The second reason was a much more important limitation in Magnolia that still exists - it is not possible to shortcut the derivation tree. Desert has transient field and transient constructor support. For those fields and constructors which are marked as transient we don't want to, and cannot define codec instances. They can be things like open files, streams, actor references, sockets etc. Even though Magnolia only instantiates the type class instances when they are accessed, the derivation fails if there are types in the tree that does not have an instance. This issue is tracked here.

There was one more decision I did not like regarding Magnolia - the decision to have an incompatible Scala 3 version. I believe it was a big missed opportunity to seamlessly support cross-compiled type class derivation code.

ZIO Schema based derivation

All these issues lead to writing a new derivation library - as part of the ZIO Schema project. It was first released in version v0.3.0 in November of 2022.

From the previously demonstrated type class derivation techniques the closest to ZIO Schema's deriver is Magnolia. On the other hand it does supports the transient field use case, and it is fully cross-compilation compatible between Scala 2 and Scala 3.

To implement type class derivation based on ZIO Schema you need to implement a trait called Deriver:

trait Deriver[F[_]] {
  def deriveRecord[A](
    record: Schema.Record[A],
    fields: => Chunk[WrappedF[F, _]],
    summoned: => Option[F[A]]
  ): F[A]

  // more deriveXXX methods to impelment
}

This looks similar to Magnolia's join method but has some significant differences. The first thing to notice is that we get a Schema.Record value describing our case class. This is one of the cases of the core data type Schema[T] which describes Scala data types and provides a lot of features to work with them.
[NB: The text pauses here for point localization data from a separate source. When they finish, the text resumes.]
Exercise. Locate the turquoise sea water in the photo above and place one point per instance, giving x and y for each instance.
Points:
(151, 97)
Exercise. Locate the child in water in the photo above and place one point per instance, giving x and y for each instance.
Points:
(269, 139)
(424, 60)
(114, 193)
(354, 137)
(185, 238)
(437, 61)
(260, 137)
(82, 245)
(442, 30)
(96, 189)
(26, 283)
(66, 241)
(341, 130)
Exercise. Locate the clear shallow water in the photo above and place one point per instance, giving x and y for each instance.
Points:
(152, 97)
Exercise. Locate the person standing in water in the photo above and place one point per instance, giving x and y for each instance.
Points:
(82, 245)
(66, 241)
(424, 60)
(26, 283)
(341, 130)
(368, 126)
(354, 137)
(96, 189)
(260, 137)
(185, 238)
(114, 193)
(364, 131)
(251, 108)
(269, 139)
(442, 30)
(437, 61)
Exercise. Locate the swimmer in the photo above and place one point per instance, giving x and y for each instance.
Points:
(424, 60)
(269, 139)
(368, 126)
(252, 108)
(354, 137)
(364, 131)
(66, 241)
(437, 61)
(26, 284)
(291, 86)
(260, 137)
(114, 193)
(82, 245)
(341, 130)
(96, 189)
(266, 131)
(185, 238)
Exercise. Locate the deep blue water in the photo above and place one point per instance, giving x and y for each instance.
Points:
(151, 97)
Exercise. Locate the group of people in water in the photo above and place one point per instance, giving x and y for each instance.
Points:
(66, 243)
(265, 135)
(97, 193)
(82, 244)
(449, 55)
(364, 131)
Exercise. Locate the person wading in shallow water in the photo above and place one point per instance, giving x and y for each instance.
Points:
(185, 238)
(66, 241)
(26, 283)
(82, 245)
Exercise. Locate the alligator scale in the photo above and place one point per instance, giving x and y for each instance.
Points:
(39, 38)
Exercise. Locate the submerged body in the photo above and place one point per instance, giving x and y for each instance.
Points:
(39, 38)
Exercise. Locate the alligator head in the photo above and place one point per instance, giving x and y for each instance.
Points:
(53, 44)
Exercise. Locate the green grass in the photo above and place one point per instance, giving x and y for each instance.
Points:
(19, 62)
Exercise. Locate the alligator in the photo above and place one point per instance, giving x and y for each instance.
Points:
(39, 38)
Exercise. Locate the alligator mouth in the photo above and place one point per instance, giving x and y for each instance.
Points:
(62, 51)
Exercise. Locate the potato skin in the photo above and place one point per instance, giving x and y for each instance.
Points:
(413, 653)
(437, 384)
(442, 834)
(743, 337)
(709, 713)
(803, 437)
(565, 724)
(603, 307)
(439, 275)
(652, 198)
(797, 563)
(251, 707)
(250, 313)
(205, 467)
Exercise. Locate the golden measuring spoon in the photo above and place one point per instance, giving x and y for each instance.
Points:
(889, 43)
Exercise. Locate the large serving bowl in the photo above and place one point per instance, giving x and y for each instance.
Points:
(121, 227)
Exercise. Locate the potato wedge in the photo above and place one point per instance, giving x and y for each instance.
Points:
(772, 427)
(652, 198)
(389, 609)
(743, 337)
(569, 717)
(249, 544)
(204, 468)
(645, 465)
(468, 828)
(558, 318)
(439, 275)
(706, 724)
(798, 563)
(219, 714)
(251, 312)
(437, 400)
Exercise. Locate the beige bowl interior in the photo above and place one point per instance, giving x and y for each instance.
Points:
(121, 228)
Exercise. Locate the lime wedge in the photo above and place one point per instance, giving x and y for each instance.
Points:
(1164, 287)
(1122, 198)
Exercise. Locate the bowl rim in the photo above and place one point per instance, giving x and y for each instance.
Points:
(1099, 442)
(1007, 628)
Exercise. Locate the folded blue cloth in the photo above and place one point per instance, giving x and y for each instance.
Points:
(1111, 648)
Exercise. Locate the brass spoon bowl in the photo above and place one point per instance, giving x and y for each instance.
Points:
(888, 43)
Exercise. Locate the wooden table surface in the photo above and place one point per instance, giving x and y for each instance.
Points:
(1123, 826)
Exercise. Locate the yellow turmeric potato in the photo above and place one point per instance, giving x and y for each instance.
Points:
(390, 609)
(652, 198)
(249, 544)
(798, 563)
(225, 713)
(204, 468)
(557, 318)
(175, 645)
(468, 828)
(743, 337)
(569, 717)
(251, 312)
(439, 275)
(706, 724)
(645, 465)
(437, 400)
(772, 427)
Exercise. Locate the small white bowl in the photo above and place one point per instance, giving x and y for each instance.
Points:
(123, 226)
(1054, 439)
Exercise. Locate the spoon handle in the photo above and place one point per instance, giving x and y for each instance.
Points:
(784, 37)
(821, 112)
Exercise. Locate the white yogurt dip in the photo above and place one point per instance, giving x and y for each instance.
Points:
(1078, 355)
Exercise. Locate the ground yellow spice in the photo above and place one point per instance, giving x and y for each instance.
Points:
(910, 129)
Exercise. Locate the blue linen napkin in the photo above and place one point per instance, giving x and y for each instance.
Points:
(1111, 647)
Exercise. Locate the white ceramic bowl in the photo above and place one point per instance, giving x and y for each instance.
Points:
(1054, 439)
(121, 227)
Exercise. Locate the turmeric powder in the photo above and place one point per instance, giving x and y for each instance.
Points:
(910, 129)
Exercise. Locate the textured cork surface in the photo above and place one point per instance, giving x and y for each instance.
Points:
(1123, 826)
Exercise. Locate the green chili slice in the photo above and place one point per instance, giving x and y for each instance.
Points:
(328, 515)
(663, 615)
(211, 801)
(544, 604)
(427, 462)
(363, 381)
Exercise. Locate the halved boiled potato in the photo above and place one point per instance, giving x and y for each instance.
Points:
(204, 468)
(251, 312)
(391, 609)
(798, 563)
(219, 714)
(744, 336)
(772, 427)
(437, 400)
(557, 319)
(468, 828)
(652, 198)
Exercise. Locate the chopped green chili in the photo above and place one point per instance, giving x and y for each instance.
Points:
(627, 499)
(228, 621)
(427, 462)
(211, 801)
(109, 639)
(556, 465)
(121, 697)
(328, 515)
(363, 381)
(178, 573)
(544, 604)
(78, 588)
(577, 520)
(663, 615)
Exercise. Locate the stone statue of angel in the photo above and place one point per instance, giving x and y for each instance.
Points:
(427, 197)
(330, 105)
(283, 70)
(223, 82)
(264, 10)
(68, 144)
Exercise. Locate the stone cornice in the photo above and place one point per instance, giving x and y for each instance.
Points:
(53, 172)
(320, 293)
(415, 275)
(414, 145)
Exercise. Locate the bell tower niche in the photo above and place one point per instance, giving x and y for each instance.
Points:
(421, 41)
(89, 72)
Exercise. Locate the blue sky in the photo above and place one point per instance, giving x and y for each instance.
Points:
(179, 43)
So having a Schema[A] is a requirement to derive an F[A] with Deriver - but luckily ZIO schema has derivation support for Schema itself.

The second thing to notice is that Schema[A] itself does not know anything about type class derivation and especially about the actual F type class that is being derived, so the second parameter of deriveRecord is a collection of potentially derived instances of our derived type class for each field. WrappedF is just making this lazy so if we decide we don't need instances for (some of) the fields they won't be traversed (they still need to have a Schema though - but it can even be a Schema.fail for things not representable by ZIO Schema - it will be fine if we never touch them by unwrapping the WrappedF value).
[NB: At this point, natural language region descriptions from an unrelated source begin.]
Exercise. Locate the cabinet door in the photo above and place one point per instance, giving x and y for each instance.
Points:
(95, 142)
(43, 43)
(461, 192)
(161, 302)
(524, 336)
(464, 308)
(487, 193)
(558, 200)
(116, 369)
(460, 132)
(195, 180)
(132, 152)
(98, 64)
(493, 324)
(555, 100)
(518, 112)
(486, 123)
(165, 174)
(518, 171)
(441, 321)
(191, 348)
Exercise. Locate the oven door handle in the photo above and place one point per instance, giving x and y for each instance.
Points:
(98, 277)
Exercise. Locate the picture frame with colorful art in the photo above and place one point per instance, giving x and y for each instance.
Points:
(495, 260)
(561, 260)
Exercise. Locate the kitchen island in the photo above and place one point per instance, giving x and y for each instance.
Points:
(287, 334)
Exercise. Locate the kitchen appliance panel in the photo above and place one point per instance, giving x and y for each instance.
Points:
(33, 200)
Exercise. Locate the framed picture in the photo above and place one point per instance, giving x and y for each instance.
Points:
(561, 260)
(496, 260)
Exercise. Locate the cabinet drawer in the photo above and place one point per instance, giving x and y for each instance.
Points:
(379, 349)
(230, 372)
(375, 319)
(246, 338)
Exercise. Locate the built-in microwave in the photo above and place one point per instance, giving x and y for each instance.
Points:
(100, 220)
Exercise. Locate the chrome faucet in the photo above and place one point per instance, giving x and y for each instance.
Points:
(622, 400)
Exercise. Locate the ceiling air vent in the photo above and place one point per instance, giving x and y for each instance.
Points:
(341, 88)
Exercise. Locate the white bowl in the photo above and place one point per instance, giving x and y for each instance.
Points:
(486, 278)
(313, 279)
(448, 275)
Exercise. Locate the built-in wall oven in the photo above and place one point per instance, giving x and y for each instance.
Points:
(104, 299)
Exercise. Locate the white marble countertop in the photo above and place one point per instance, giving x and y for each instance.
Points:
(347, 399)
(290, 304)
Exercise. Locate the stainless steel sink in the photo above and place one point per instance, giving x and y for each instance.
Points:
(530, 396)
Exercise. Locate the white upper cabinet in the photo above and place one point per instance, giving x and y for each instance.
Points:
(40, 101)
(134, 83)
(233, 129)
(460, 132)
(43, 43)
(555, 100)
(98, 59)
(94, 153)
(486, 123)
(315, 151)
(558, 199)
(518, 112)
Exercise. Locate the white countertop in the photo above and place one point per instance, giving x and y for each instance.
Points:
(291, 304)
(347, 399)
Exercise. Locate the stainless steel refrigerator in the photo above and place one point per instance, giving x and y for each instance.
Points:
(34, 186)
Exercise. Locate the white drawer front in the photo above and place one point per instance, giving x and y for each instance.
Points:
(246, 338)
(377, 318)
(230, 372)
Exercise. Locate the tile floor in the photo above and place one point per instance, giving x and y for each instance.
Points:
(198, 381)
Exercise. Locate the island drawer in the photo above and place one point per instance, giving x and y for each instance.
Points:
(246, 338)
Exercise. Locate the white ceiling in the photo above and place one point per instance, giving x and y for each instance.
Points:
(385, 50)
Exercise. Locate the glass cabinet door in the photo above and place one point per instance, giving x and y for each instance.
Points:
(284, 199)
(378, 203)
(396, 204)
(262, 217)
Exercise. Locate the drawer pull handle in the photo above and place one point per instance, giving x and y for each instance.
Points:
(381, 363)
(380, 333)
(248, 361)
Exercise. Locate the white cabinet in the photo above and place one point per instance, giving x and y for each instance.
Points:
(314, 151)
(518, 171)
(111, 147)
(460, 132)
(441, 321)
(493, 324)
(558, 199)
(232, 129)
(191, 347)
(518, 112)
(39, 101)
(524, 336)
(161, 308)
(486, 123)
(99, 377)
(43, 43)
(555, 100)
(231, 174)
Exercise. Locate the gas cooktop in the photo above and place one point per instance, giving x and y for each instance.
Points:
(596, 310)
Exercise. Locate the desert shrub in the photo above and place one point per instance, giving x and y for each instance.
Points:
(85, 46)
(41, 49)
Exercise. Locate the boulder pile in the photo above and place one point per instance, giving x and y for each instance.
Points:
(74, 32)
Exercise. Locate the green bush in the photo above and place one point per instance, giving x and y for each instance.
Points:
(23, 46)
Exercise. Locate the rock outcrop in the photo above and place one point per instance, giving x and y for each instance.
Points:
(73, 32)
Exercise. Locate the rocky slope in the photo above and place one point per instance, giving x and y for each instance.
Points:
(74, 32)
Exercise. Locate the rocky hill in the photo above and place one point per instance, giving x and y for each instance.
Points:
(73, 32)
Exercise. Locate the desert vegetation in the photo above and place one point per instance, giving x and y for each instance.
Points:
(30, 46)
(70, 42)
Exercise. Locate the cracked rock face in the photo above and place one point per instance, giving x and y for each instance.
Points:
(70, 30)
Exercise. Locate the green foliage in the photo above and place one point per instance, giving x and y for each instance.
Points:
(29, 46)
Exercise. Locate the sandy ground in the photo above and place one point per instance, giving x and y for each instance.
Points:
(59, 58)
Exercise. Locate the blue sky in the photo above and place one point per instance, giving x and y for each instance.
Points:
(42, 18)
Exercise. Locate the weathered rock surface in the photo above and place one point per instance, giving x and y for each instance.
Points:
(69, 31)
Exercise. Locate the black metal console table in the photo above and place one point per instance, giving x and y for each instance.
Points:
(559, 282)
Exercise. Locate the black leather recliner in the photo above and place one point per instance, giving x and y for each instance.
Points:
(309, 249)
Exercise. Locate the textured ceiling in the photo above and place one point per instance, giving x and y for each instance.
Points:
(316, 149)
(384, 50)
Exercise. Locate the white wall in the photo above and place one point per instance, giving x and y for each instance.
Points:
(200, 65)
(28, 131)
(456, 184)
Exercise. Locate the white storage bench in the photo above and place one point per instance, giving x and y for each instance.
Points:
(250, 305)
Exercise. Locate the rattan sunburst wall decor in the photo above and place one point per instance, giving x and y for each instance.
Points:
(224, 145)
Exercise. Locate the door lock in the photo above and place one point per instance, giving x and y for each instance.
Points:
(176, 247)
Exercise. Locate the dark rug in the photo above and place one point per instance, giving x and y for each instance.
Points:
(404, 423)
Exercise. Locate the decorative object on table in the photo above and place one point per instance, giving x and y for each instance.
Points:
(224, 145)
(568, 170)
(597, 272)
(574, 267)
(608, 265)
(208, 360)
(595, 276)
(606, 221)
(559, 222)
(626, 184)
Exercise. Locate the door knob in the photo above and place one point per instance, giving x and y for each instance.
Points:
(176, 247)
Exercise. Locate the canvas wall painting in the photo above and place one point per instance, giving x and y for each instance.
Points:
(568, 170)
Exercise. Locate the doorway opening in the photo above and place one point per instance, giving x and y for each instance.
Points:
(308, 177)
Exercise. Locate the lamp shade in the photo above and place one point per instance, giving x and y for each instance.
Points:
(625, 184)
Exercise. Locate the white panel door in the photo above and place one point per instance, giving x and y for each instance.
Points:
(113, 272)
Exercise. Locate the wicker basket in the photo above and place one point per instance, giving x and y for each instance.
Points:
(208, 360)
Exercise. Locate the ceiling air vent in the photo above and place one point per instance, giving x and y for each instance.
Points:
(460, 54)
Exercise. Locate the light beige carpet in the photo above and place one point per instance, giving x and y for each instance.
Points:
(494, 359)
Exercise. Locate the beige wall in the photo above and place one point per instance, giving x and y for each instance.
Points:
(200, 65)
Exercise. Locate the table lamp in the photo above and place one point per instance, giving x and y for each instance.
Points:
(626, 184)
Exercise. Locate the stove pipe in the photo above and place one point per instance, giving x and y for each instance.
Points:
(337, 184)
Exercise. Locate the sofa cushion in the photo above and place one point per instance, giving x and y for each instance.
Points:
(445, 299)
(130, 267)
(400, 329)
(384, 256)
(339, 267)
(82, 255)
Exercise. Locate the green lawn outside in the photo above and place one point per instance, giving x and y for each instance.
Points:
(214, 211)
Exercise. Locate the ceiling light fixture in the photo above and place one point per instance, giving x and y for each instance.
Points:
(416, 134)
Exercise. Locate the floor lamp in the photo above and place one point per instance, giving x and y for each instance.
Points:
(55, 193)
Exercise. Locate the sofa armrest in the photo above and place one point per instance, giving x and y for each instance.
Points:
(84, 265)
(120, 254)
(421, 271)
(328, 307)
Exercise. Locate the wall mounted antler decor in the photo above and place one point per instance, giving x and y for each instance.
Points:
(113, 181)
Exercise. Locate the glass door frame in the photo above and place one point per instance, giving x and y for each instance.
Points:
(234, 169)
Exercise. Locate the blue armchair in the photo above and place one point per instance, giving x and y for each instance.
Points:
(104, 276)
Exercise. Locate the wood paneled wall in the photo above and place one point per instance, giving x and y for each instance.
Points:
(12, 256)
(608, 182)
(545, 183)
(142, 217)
The third parameter is also interesting as it provides full control to the developer to choose between the summoned implicit and the derivation logic. If your deriveRecord is called for a record type A and there is already an implicit F[A] that the compiler can find (for example defined in A's companion object), it will be passed in the summoned parameter to deriveRecord. The usual logic is to choose the summoned value when it is available and only derive an instance when there isn't any. By calling .autoAcceptSummoned on our Deriver class we can automatically enable this behavior - in this case deriveRecord will only be called for the cases where summoned was None.

Another method we have on Deriver is .cached which stores the generated type class instances in a concurrent hash map shared between the macro invocations.

Our ZIO Schema based Desert codec derivation is defined using these modifiers:

object DerivedBinaryCodec {
  lazy val deriver = BinaryCodecDeriver().cached.autoAcceptSummoned

  private final case class BinaryCodecDeriver() extends Deriver[BinaryCodec] {
    // ...
  }
}

As ZIO Schema is not only describing records and enums but also primitive types, tuples, and special cases like Option and Either and collection types, the deriver has to support all these.

The minimum set of methods to implement is deriveRecord, deriveEnum, derivePrimitive, deriveOption, deriveSequence, deriveMap and deriveTransformedRecord. In addition to that we can also override deriveEither, deriveSet and deriveTupleN (1-22) to handle these cases specially.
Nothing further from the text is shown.